Some breed organizations, such as The Jockey Club, require microchips to be implanted in order for a horse to be registered. The American Quarter Horse Association (AQHA) does not currently require chips, but in March was urged by committees at its annual convention to continue to move forward with chip identification implementation.
Although chips are not required to register horses with AQHA, the Amarillo, Texas-based organization is already able to record chip data to a horse’s permanent record in order to assist with identification. Officials with AQHA said during the convention they are developing applications — specifically for barrel racers — that would track a horse’s performance through microchip data.

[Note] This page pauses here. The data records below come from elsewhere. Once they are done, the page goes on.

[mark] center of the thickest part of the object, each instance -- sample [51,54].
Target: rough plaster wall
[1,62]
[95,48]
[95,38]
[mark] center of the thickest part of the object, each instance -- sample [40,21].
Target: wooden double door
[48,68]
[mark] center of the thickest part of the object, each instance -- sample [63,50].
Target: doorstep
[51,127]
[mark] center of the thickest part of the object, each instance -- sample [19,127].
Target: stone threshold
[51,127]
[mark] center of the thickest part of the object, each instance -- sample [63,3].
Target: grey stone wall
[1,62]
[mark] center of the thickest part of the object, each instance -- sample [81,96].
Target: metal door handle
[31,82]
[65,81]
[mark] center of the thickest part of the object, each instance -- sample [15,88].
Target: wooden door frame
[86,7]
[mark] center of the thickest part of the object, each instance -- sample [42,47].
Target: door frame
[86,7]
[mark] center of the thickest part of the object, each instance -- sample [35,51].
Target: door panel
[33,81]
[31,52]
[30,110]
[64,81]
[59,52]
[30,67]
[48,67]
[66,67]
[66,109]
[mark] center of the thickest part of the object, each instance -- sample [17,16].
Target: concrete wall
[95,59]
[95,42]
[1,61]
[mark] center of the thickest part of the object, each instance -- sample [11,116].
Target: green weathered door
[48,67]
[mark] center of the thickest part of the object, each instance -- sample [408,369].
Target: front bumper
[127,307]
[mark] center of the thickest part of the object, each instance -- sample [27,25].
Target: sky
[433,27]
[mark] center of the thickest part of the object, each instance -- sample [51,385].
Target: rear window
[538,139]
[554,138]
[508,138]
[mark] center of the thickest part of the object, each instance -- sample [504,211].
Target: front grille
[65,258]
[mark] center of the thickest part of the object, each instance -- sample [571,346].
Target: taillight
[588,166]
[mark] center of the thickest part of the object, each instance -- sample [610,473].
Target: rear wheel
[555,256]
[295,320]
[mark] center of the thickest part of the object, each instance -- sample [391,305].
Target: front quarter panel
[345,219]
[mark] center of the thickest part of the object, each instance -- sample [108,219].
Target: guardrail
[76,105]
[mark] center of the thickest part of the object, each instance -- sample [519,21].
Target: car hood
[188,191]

The AHC is able to build the searchable database through a grant from the American Society for the Prevention of Cruelty to Animals (ASPCA). It will partner with The Jockey Club Technology Services to build the look-up tool, and is inviting all registries that collect and store equine microchip data to collaborate with it on the project. “The creation of the Equine Microchip Look-up Tool is a vital step to reaching the ASPCA’s goal of ensuring all equines have good welfare,” said Dr. Emily Weiss, vice president of ASPCA Equine Welfare. “The tool will not only help reunite horses with their owners during natural disasters, but it will also help to facilitate the growth of safety net programs where individuals who have owned, cared for or admired a horse can sign up to help that horse should he ever become at risk.”
The timeline for launch is fourth quarter 2018.